— Послушай, когда я там у тебя на спине отдыхал, а ты орал на наших мужиков, дурная мысль почему-то пришла в меня. Ты так гладко матерился на причале — я и подумал, ведь ты же в школе-то вроде заикался же, да? Комплексовал еще вроде, или я чего путаю, Глеб?
Вадим в полный голос расхохотался и сразу же нехорошо закашлялся.
— …Тут я у него мотаюсь под мышкой, весь такой раненый, а он речугу толкает гладко так, как депутат какой-нибудь важный: порешу, мол, всех, кто на дружбана моего коварно покушался!
Он незаметно покосился на часы, лежащие на тумбочке.
— Проголодался?
— Да нет… Людмила сейчас должна уже прийти.
— Ладно. Пойдем и мы, пока тут айболиты шприцы в тебя втыкать не начали. Сегодня мы с мужиками у Панаса небольшое безобразие устраиваем, завтра с утра я улетаю. Так что, если не удастся еще раз увидеться, держи…
Капитан Глеб встал и бережно пожал высунутую из бинтов ладонь Вадима.
— Без меня ни в коем случае не участвуй ни в каких боевых действиях. Обещаешь?
— Ага, как только махаловка у меня намечается, так я тебе сразу же даю телеграмму! Приезжай, напарник Глеб, будем вместе истреблять негодяев!
— Я серьезно.
— А вот ради нее я не буду себе ничего такого позволять… Иди ко мне, моя маленькая!
Неуклюжий в своих больничных одеждах Вадим привлек Эмму к себе. Она послушно потянулась к отцу, одной ручонкой осторожно обнимая его за перебинтованную шею, другой придерживая падающую с колен книгу.
Жанка встала.
— Куда ты, Жан? Подожди. — Глеб шагнул ей навстречу.
Не вытирая слез, Жанка наклонилась и поцеловала Назарова.
— Нет, я пойду.
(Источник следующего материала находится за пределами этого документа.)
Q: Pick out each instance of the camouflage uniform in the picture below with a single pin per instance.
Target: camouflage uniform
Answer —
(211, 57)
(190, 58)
Прощай, Вадик. Мне уже нужно идти… А вы тут еще… поболтайте.
— Ну ладно… Действительно вам вроде как пора.
Проводив взглядом медленно закрывающуюся створку двери, Назаров облегченно вздохнул, извинительно и близоруко покосился на Глеба.
— Вот это и есть настоящее божественное благолепие… Когда вот Эмка тут, ты; тепло, светло и ничего делать не надо. Сейчас еще Людка бульончика с потрошками принесет, жирненького! — Вадим мечтательно улыбнулся. — Хорошо, когда вы рядом.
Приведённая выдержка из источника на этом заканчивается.